Week three on the job at Guigal was basically all about fermentation and extraction. We finished Domaine Guigal’s harvest on Thursday and the negociant grapes came in until Sunday. We would have finished sooner; however, rain forced us to cancel Wednesday’s harvest.
… a refactometer, which measures the potential alcohol level of incoming grapes. The meter measures the reflection of light in a sample grape must, which is affected by the changing sugar content. This year’s harvest came in roughly between 12.5% and 13.5% potential alcohol. In theory, according to viticulture and vinification characteristics in the Rhone Valley, the higher the alcohol level, the better the harvest, up to about 14%. This differs in Burgundy, for example, where the focus tends to be more on acidity.
… a little over 2 tons of table sugar, the same thing you may put in your coffee in the morning. However, this sugar is used for chaptalization, which is the process of adding sugar to the must in order to increase the alcohol level. As most of you probably know the yeast cells feast on sugar, producing CO2 and alcohol as a byproduct. So the more sugar the yeast has to eat, the more alcohol will be produced. Although at a certain temperature and alcohol level, the yeast will die and fermentation will cease, even if sugar remains in the must. This of course must be avoided as Guigal makes strictly dry wine. Based on the refactometer reading, among other measures, Philippe and Marcel Guigal will decide whether or not to chaptalize.
… a density meter. Every day we must measure the density of the must and fermenting wine. As a reference, at 4 degrees Celsius H2O has a density of 1,000 grams per liter. At 20 degrees Celsius pure ethyl alcohol has a density of 789 g/l. As a gross simplification the must enters the tank with a density of around 1,100 g/l. As fermentation commences, the sugar content drops and the temperature rises. Additionally, the resulting density slowly drops and the alcohol level slowly rises. Within about one week the density reaches roughly 990 g/l, meaning that all of the sugar has been consumed and the alcoholic fermentation is completed.
… oak barrels filled with Condrieu white wine that is well into the fermentation. In order to ensure proper balance and structure in the resulting wine, the temperature must be cooled. A hot ferment would impart unwanted characteristics.
… a “turbo pigeage” pump resting in between extractions. Based on the the density readings, daily tastings, and other analyzes, the Guigals will decide how much extraction to carry out for each individual fermenting vat. In a very brief and general sense, extraction is the process of mixing the upper level cap (grape skins and seeds) with the lower level juice or wine. Generally speaking the most extraction is done at the peak of the fermentation when the yeasts are most active. The least extraction is done after fermentation is completed and when maceration ensues. Extraction is essentially only done for red wines, as the process requires the interaction between the juice or wine and the grape skins, seeds, and sometimes stems. In this particular case turbo pigeage is the process of pumping the juice/wine from just below the cap, over the cap. The process is similar to “pumping over”; however, the exact technique and mechanics are different and in the case of pumping over, the juice/wine is typically pumped from the bottom of the vat.
… the turbo pigeage in action!
… a liquid nitrogen tank. Another extraction technique. Nitrogen gas is pumped into the must from the bottom of the vat, generating bubbles, which force the juice up through the cap.
… “pumping over” in action! As I already mentioned, pumping over is an extraction process where the must is pumped from the bottom of the vat over the cap on the top. In summary, regarding all of the above extraction techniques, there are countless theories as to what to do, when to do it, and how much to do.

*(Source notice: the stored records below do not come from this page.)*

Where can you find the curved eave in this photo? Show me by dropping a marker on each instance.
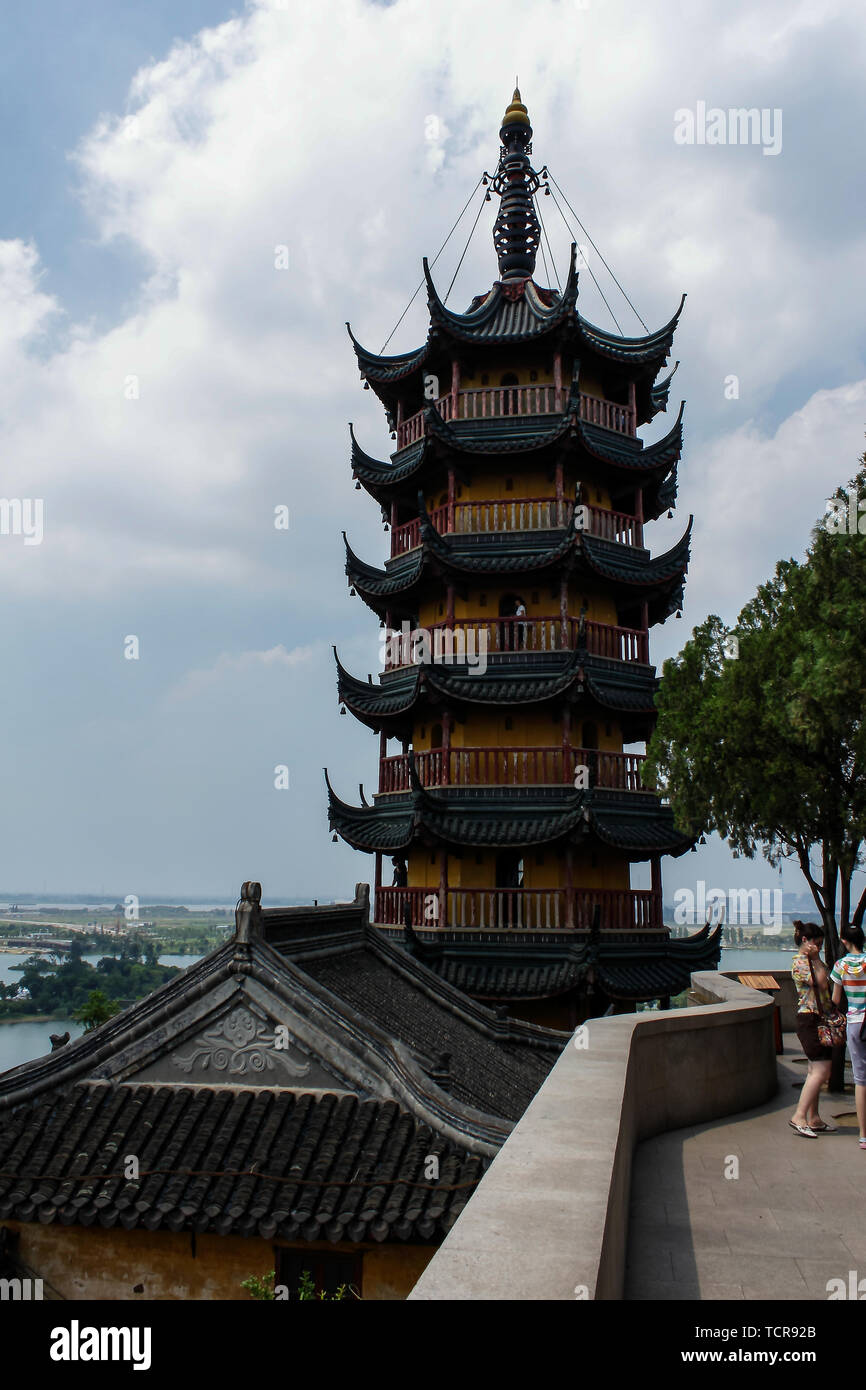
(641, 574)
(631, 350)
(377, 476)
(640, 836)
(501, 320)
(509, 434)
(659, 394)
(385, 370)
(374, 583)
(654, 458)
(448, 816)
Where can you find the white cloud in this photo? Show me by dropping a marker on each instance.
(307, 128)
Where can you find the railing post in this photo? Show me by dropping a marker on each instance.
(656, 912)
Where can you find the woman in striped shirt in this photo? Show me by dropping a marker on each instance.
(848, 977)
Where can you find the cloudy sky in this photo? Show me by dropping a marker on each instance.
(164, 384)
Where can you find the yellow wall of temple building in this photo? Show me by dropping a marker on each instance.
(89, 1262)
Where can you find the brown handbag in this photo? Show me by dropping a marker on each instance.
(831, 1027)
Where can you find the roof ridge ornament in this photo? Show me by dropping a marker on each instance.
(516, 231)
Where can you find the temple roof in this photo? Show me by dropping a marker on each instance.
(509, 816)
(495, 968)
(627, 688)
(513, 313)
(622, 459)
(288, 1084)
(628, 571)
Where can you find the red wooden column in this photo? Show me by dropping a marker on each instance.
(442, 888)
(655, 863)
(569, 887)
(382, 756)
(566, 741)
(563, 612)
(446, 729)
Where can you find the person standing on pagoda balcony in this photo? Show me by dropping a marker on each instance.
(848, 979)
(520, 628)
(812, 984)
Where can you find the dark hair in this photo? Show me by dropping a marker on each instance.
(806, 931)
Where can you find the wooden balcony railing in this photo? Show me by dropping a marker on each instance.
(499, 402)
(513, 767)
(519, 909)
(513, 635)
(516, 514)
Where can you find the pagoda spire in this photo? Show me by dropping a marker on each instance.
(516, 231)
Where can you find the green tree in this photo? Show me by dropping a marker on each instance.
(765, 742)
(97, 1009)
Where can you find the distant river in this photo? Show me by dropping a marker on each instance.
(22, 1041)
(755, 961)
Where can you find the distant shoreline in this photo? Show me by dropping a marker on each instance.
(31, 1018)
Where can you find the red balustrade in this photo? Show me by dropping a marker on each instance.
(492, 514)
(506, 635)
(499, 402)
(513, 767)
(519, 909)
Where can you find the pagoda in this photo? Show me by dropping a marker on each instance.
(516, 606)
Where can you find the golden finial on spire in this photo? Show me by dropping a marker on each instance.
(516, 113)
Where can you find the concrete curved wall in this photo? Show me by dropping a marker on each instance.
(551, 1216)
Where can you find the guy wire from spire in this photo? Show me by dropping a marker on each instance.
(464, 249)
(545, 238)
(599, 255)
(431, 266)
(570, 231)
(544, 260)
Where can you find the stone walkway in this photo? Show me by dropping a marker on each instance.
(786, 1225)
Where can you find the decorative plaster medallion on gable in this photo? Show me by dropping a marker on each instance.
(239, 1044)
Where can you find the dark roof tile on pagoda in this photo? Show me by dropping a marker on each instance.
(231, 1161)
(387, 370)
(633, 350)
(508, 816)
(489, 965)
(320, 1134)
(630, 688)
(659, 394)
(631, 567)
(516, 552)
(506, 314)
(630, 453)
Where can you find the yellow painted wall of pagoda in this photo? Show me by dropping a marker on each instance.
(93, 1264)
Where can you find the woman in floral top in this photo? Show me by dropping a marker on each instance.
(811, 938)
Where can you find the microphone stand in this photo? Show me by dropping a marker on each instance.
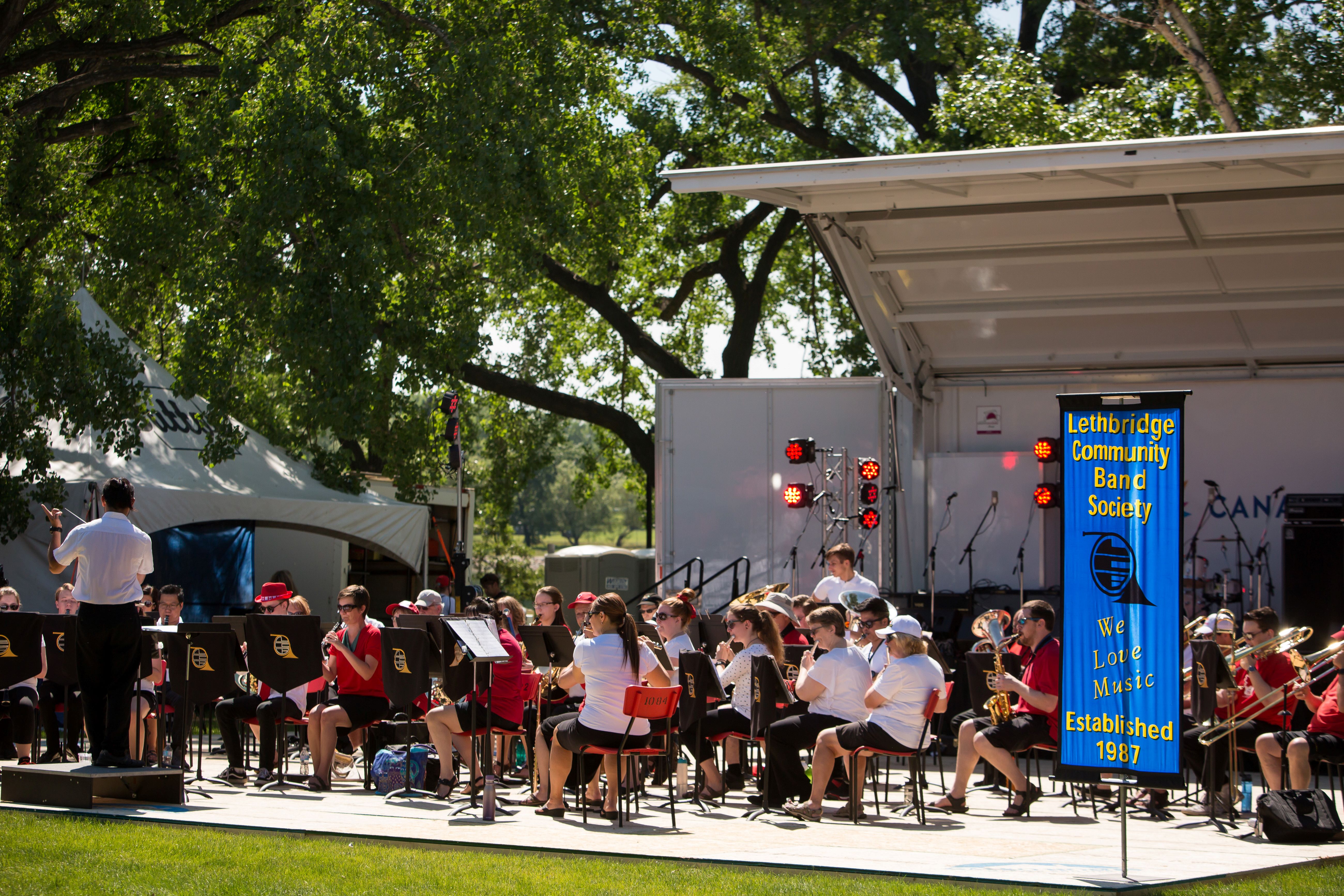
(968, 554)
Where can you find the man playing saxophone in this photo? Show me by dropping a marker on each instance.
(1258, 675)
(1035, 721)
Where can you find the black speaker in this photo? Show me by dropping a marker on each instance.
(1314, 578)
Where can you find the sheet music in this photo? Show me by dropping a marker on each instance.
(478, 639)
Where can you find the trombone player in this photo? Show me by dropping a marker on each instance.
(1323, 739)
(1258, 676)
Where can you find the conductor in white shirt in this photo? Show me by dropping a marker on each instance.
(115, 561)
(843, 578)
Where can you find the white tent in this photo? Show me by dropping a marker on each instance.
(174, 488)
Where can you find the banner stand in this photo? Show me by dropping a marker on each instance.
(1121, 496)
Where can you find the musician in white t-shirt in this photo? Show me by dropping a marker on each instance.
(834, 687)
(843, 578)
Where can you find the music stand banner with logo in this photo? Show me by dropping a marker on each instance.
(1120, 700)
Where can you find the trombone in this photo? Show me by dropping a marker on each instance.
(1285, 640)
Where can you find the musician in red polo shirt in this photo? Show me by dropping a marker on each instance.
(354, 655)
(1035, 721)
(1323, 739)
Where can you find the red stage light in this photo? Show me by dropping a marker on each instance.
(1046, 449)
(801, 450)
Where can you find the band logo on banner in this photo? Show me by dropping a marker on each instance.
(1121, 532)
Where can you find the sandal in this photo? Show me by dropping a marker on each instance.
(956, 805)
(1030, 796)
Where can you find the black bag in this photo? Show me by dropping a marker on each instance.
(1297, 817)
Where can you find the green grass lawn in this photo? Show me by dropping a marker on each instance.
(77, 856)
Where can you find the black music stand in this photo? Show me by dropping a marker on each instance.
(699, 683)
(979, 668)
(479, 645)
(1209, 673)
(21, 656)
(405, 667)
(214, 656)
(768, 691)
(283, 653)
(58, 633)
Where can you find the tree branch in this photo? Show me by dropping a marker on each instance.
(597, 297)
(415, 22)
(93, 128)
(917, 117)
(749, 297)
(620, 424)
(61, 93)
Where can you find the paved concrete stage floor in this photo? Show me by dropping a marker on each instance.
(1053, 848)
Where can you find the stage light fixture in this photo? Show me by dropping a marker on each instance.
(801, 450)
(1046, 496)
(799, 495)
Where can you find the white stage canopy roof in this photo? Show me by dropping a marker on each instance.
(1129, 256)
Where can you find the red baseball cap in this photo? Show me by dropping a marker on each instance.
(273, 592)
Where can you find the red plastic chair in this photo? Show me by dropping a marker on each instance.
(640, 703)
(916, 768)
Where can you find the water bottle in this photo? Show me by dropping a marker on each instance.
(488, 796)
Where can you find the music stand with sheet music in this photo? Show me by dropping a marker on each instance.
(214, 656)
(58, 633)
(1209, 673)
(768, 691)
(405, 667)
(283, 652)
(479, 645)
(699, 683)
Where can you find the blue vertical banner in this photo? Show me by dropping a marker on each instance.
(1121, 547)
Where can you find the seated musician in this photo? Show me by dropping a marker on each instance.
(1323, 739)
(780, 608)
(52, 695)
(353, 664)
(759, 637)
(546, 730)
(546, 606)
(19, 702)
(607, 664)
(834, 688)
(449, 726)
(897, 702)
(268, 707)
(1035, 721)
(673, 618)
(874, 616)
(1256, 678)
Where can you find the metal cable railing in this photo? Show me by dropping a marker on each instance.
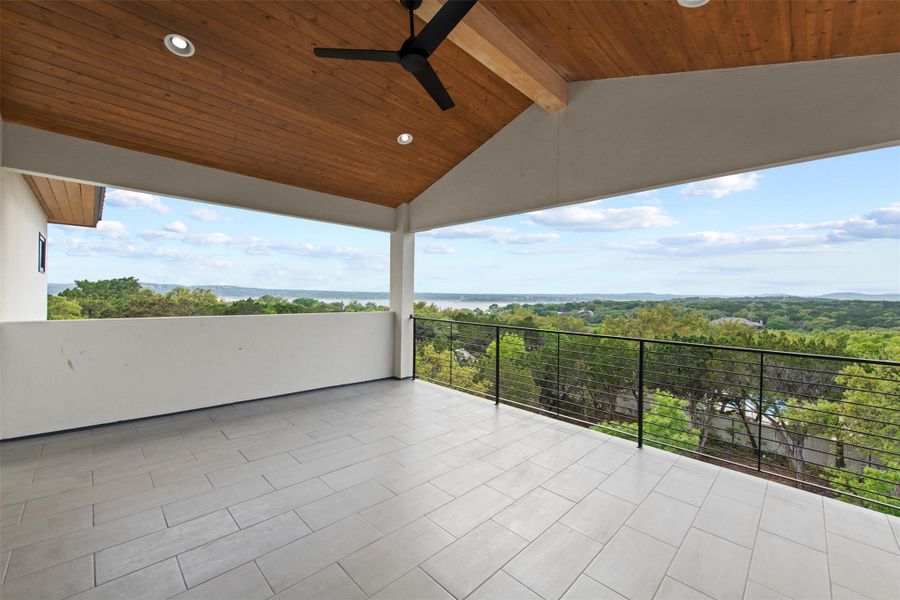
(829, 424)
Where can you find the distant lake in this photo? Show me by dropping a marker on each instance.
(385, 301)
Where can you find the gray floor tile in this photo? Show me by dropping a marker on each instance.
(730, 519)
(10, 514)
(802, 524)
(50, 505)
(340, 505)
(575, 482)
(686, 485)
(56, 488)
(860, 524)
(415, 585)
(465, 453)
(474, 558)
(599, 516)
(459, 481)
(532, 514)
(508, 457)
(741, 487)
(789, 568)
(232, 475)
(586, 588)
(414, 474)
(711, 565)
(199, 467)
(632, 564)
(502, 587)
(215, 499)
(223, 554)
(380, 563)
(652, 460)
(136, 554)
(521, 479)
(629, 484)
(83, 542)
(156, 582)
(607, 458)
(298, 560)
(670, 589)
(133, 503)
(551, 563)
(269, 505)
(757, 591)
(11, 494)
(405, 508)
(863, 568)
(54, 583)
(17, 536)
(244, 583)
(664, 518)
(331, 583)
(470, 510)
(359, 473)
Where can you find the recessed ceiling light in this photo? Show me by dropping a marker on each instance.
(179, 45)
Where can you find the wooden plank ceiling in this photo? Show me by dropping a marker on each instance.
(68, 202)
(254, 100)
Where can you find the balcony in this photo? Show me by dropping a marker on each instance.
(290, 456)
(398, 489)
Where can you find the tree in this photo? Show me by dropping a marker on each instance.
(665, 422)
(60, 308)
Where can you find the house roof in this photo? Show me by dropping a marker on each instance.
(68, 202)
(254, 100)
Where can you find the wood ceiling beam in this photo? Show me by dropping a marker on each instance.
(487, 39)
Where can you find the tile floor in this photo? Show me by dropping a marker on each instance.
(408, 491)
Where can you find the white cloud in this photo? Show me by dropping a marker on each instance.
(527, 238)
(498, 235)
(437, 248)
(205, 215)
(723, 186)
(879, 224)
(462, 232)
(593, 218)
(115, 230)
(176, 227)
(135, 201)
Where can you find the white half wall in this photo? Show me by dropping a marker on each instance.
(65, 374)
(40, 152)
(23, 289)
(619, 136)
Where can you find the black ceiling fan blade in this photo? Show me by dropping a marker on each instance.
(432, 84)
(440, 26)
(354, 54)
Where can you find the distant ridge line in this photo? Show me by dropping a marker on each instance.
(230, 291)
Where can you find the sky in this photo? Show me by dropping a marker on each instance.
(831, 225)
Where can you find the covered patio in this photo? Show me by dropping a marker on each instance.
(407, 490)
(291, 456)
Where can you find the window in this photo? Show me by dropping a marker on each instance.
(42, 253)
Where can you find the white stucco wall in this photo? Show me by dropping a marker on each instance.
(631, 134)
(23, 290)
(65, 374)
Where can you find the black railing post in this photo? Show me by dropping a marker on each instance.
(497, 365)
(451, 353)
(759, 411)
(641, 394)
(558, 398)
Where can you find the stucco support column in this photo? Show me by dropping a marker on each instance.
(402, 274)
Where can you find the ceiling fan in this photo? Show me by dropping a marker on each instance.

At Guigal, the vinification style entails a lot of extraction, two times a day for 2 to 20 minutes, using as many as four different extraction methods in each individual vat. Of course the extraction ceases as soon as the wine is pumped into barrels. Three general techniques were not covered in the above photo montage–(1) punching down or “pigeage”, (2) continuous extraction through thermal kinetics, and (3) rack and return or “delestage”. Briefly, pigeage is the punching down of the cap into the must, either by hand or by a pneumatic device. Continuous extraction is done on the “La Landonne” label and was briefly described in last week’s post. An additional tank is attached over the main vat, allowing for the juice/wine to naturally collect on top, due to liquid expansion during fermentation. Since the cap is not allowed to pass through to the attached tank, the cap is trapped between the juice/wine on the bottom and the juice/wine on the top and thus soaks perpetually in the must. Additionally as the temperature of the must rises on the bottom the must ascends through the cap and as the temperature of the must lowers on the top the must descends back through the cap. An endless cycle of extraction is created. Finally, delestage is very similar to pumping over, except that the entire vat is racked, leaving only the cap. Then the juice/wine is returned to the vat, mixing back in with the cap. Delestage is the only extraction technique not performed at Guigal.
… I don’t know if you can appreciate it from the photo, but these are “clean” wine hands, after about 5 repeated washes. The red wine is temporarly tattooed on my hand, regardless of repeated washes. Typically it’s a lot worse than this! A small price to pay I guess for making one of the world’s top wines!